Works  |  2016
Do All Daddies Have Gray Suits? / Project Exhibition
Puppet Installation, 2016, PVC, paper, LED, wood / Variable dimension
Puppet Installation, 2016, PVC, paper, LED, wood / Variable dimension
I Never Dream, 2016, Wood, paper, LED 17,5x17,5x20,5 cm
Archival Footage from the funeral of Zeki Tekiner and Yavuz Yükselbaba, June 1980 Nevşehir, Video, 1’51’ , Lullaby:Alfred HOCHSTRASSER 2012

Do All Daddies Have Gray Suits?

 

The exhibition leg of the project reconstructs the story in a different discipline by transferring the visual elements of an experimental stage performance to the gallery environment.
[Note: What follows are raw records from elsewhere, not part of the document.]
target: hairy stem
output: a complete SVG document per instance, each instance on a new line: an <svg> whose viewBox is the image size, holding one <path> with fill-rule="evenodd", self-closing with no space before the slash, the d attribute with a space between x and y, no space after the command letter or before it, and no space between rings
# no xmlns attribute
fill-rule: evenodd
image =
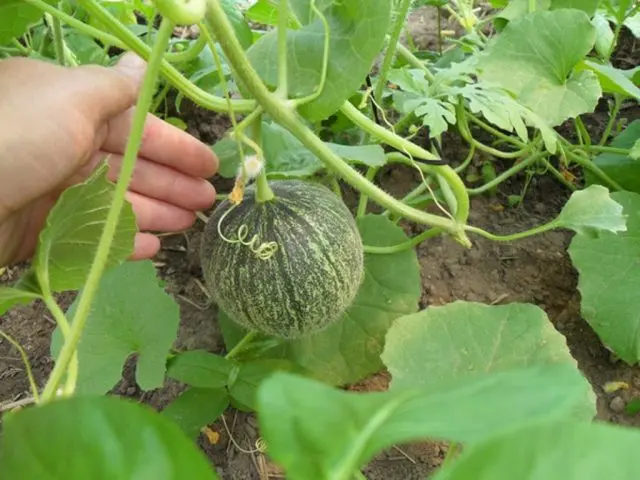
<svg viewBox="0 0 640 480"><path fill-rule="evenodd" d="M100 242L98 243L93 263L91 264L91 270L89 270L87 281L82 293L80 294L77 309L73 317L73 321L71 322L71 331L68 338L65 339L64 345L60 350L60 354L56 359L55 367L53 368L47 385L44 388L42 393L42 402L50 402L55 396L55 392L62 380L62 376L67 370L69 362L76 352L89 311L91 310L91 303L98 290L100 278L106 268L109 252L111 250L113 238L122 212L122 207L125 203L125 194L129 187L129 183L131 182L131 177L136 164L136 157L142 141L142 132L145 120L149 107L151 106L151 101L153 100L153 90L160 70L162 55L169 43L172 32L173 23L167 18L163 18L153 46L149 65L142 82L140 96L133 114L129 141L127 142L122 160L120 176L115 186L113 201L111 203L109 213L107 214L105 226L102 231L102 235L100 236Z"/></svg>
<svg viewBox="0 0 640 480"><path fill-rule="evenodd" d="M51 20L51 36L53 37L53 46L56 51L56 60L58 61L58 65L66 66L67 62L65 60L64 54L64 33L62 31L62 24L60 20L49 16Z"/></svg>
<svg viewBox="0 0 640 480"><path fill-rule="evenodd" d="M473 123L475 123L476 125L478 125L479 127L483 128L484 130L486 130L487 132L489 132L491 135L498 137L501 140L504 140L507 143L511 143L513 145L515 145L518 148L526 148L528 145L521 141L520 139L512 136L512 135L507 135L505 133L502 133L500 130L498 130L497 128L492 127L491 125L489 125L486 122L483 122L482 120L480 120L478 117L476 117L475 115L473 115L470 112L465 112L465 116L467 116L469 118L469 120L471 120Z"/></svg>
<svg viewBox="0 0 640 480"><path fill-rule="evenodd" d="M431 152L416 145L415 143L411 143L410 141L395 135L393 132L378 125L364 113L358 110L351 102L343 103L340 107L340 111L362 130L371 134L371 136L378 138L387 145L391 145L392 147L406 153L407 155L411 155L412 157L423 160L438 160L438 157L436 157Z"/></svg>
<svg viewBox="0 0 640 480"><path fill-rule="evenodd" d="M22 53L23 55L31 55L31 48L27 48L22 45L17 39L12 39L11 44L16 47L16 49ZM9 48L3 47L3 50L9 50Z"/></svg>
<svg viewBox="0 0 640 480"><path fill-rule="evenodd" d="M404 252L405 250L409 250L417 245L420 245L425 240L435 237L442 233L441 228L430 228L429 230L425 230L420 235L413 237L406 242L398 243L397 245L391 245L389 247L374 247L372 245L364 246L364 253L373 253L378 255L389 255L392 253Z"/></svg>
<svg viewBox="0 0 640 480"><path fill-rule="evenodd" d="M397 49L398 49L398 55L404 58L409 63L409 65L411 65L412 67L418 68L424 72L424 76L429 81L429 83L434 82L436 78L433 76L433 73L431 73L431 71L425 66L422 60L420 60L413 53L411 53L411 51L401 43L398 43Z"/></svg>
<svg viewBox="0 0 640 480"><path fill-rule="evenodd" d="M564 177L564 175L560 171L558 171L556 167L551 165L551 162L549 161L548 158L541 158L540 163L542 163L545 166L545 168L551 172L551 175L556 177L556 180L558 180L558 182L560 182L562 185L567 187L572 192L575 192L577 190L577 187L573 183L567 180Z"/></svg>
<svg viewBox="0 0 640 480"><path fill-rule="evenodd" d="M289 22L289 0L279 0L278 6L278 89L276 92L281 98L288 98L287 24Z"/></svg>
<svg viewBox="0 0 640 480"><path fill-rule="evenodd" d="M516 163L514 166L512 166L508 170L505 170L504 172L502 172L500 175L498 175L496 178L494 178L490 182L487 182L484 185L477 188L469 188L467 190L467 193L469 195L479 195L481 193L486 192L487 190L491 190L492 188L497 187L502 182L507 180L509 177L512 177L518 172L524 170L529 165L533 165L535 162L540 160L540 158L544 157L545 155L546 153L544 152L539 152L534 155L530 155L529 157L522 160L521 162Z"/></svg>
<svg viewBox="0 0 640 480"><path fill-rule="evenodd" d="M421 212L417 209L404 205L402 202L399 202L391 195L369 182L357 170L352 168L342 160L342 158L332 152L331 149L327 147L322 140L320 140L320 138L309 130L304 121L290 108L288 103L283 102L281 99L271 94L249 63L238 39L234 35L233 28L224 14L224 10L220 5L219 0L209 0L206 22L216 35L227 59L234 66L238 76L251 94L258 102L260 102L260 105L264 108L265 112L268 113L277 123L288 129L303 145L305 145L325 165L327 165L327 167L335 171L346 182L358 189L360 192L368 195L378 204L387 207L389 210L401 214L410 220L441 227L451 233L460 243L469 245L469 241L466 236L461 235L461 223L466 222L466 215L468 214L468 211L467 214L460 214L460 218L457 219L458 221L453 221L438 215ZM391 135L390 132L386 133ZM442 173L443 176L447 174L449 175L449 178L453 178L454 176L455 179L462 184L460 178L448 167L439 167L437 172ZM447 178L447 181L449 181L449 178ZM464 184L462 185L464 186ZM454 190L457 191L457 194L460 195L461 198L464 197L468 204L469 199L466 195L466 190L461 191L458 184L456 184ZM460 211L464 213L464 209L461 208Z"/></svg>
<svg viewBox="0 0 640 480"><path fill-rule="evenodd" d="M396 49L398 47L398 43L400 43L400 35L404 29L405 19L409 13L409 8L411 8L411 3L412 0L401 0L398 10L395 12L396 18L391 29L389 43L387 44L387 51L384 54L382 66L378 73L378 83L376 84L375 89L375 98L377 101L380 101L382 98L382 91L387 83L387 75L389 74L389 70L391 70L393 59L396 56Z"/></svg>
<svg viewBox="0 0 640 480"><path fill-rule="evenodd" d="M603 147L600 145L591 145L591 146L584 145L580 147L580 149L588 150L592 152L599 152L599 153L614 153L616 155L624 155L624 156L629 156L629 154L631 153L630 148Z"/></svg>
<svg viewBox="0 0 640 480"><path fill-rule="evenodd" d="M365 175L366 179L369 180L370 182L373 181L373 179L375 178L376 174L378 173L379 168L377 167L370 167L367 170L367 174ZM369 197L367 197L364 194L360 195L360 200L358 201L358 210L356 213L356 216L358 218L364 217L365 214L367 213L367 203L369 202Z"/></svg>
<svg viewBox="0 0 640 480"><path fill-rule="evenodd" d="M262 147L262 116L258 116L256 120L251 124L251 129L253 130L253 141ZM264 158L260 159L263 163L265 162ZM256 201L258 203L269 202L275 198L273 190L269 186L269 182L267 181L267 167L266 165L262 165L262 169L258 174L258 178L256 179Z"/></svg>
<svg viewBox="0 0 640 480"><path fill-rule="evenodd" d="M207 38L200 34L200 36L191 43L185 50L182 52L168 52L165 53L164 59L170 63L185 63L190 62L198 58L200 52L204 50L204 47L207 45Z"/></svg>
<svg viewBox="0 0 640 480"><path fill-rule="evenodd" d="M251 342L258 336L258 332L255 330L252 330L250 332L248 332L244 337L242 337L242 340L240 340L235 347L233 347L229 353L227 353L225 355L224 358L226 359L232 359L234 357L237 357L240 353L244 352L247 347L251 344Z"/></svg>
<svg viewBox="0 0 640 480"><path fill-rule="evenodd" d="M24 348L22 348L22 346L18 342L16 342L8 334L4 333L2 330L0 330L0 337L4 338L7 342L13 345L14 348L20 353L20 358L22 359L24 368L27 371L27 378L29 379L29 388L31 388L31 395L33 395L35 401L38 402L40 400L40 396L38 394L38 385L36 384L36 379L33 376L33 370L31 369L31 363L29 363L29 356L27 355L27 352L24 351Z"/></svg>
<svg viewBox="0 0 640 480"><path fill-rule="evenodd" d="M598 142L598 145L603 146L609 140L611 136L611 131L613 130L613 126L616 124L616 120L618 119L618 113L620 113L620 107L622 106L622 95L615 94L613 96L613 108L611 109L611 115L609 116L609 121L607 122L607 126L602 132L602 138Z"/></svg>
<svg viewBox="0 0 640 480"><path fill-rule="evenodd" d="M71 333L71 327L69 326L69 321L67 320L67 316L62 311L62 309L60 308L60 305L58 305L58 302L56 302L55 298L53 298L53 295L51 295L50 293L46 293L46 292L44 293L43 301L47 306L47 308L49 309L49 311L51 312L51 315L53 315L53 318L55 319L58 325L58 328L60 328L60 331L62 332L62 336L66 341L69 338L69 335ZM65 395L71 395L73 393L76 382L78 381L78 364L79 364L78 352L75 351L73 353L73 357L71 358L71 363L69 364L69 368L67 372L67 382L63 392Z"/></svg>
<svg viewBox="0 0 640 480"><path fill-rule="evenodd" d="M465 230L467 232L478 234L482 237L488 238L489 240L494 240L496 242L512 242L514 240L520 240L522 238L539 235L540 233L548 232L549 230L553 230L557 227L557 220L552 220L549 223L545 223L544 225L532 228L531 230L525 230L524 232L513 233L511 235L494 235L493 233L489 233L478 227L472 227L471 225L467 225L465 227Z"/></svg>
During the recalling and memory processes, the story places space in a dominant position as a founding component of collective memory. Memory not only remembers and reknits the past through what is remembered, it also reshapes what’s current. Therefore, it doesn’t merely consist of what’s happened in the past. 

 

In the story that constitutes the basis of the project, a girl, who lost her father to a murder when she was only two years old, is narrating the assassination, and the following stillness and the quietude that haunt the city since the murder. Does she remember the story that she narrates? Or, is she internalizing the story which was told to her, as if she experienced it herself, in order to complement a lacking piece of her childhood? 

 

From a point of view of a two year old girl, who sets her witnessing backwards depending on the documentary-wise images which helps her to define and support the issue – sometimes preferring to narrate through a primitive projection of language and therefore establishing an art lingo with the naiveté of a kid – story evolves into a political science fiction. Despite the fact that it is a real-life story, the narrative creates an atmosphere of a tale with surreal inputs. The intertwined and transitory language of cinema, physical performance, shadow theatre/puppets, and animation playfully enact the naiveté of a kid. 

 

The story narrates the upper town and the lower town. Little girl explores the lower town through a tunnel that opens up from a house in the upper town. She witnesses the new lives of people who have escaped to the lower town after the assassination. The story aims to support the lyric narration through Anatolia’s traditional languages such as shadow puppetry with the region’s own symbols and signifiers and incarnates Kemal Gökhan Gürses’s style. The narration of the story is essentially lyrical.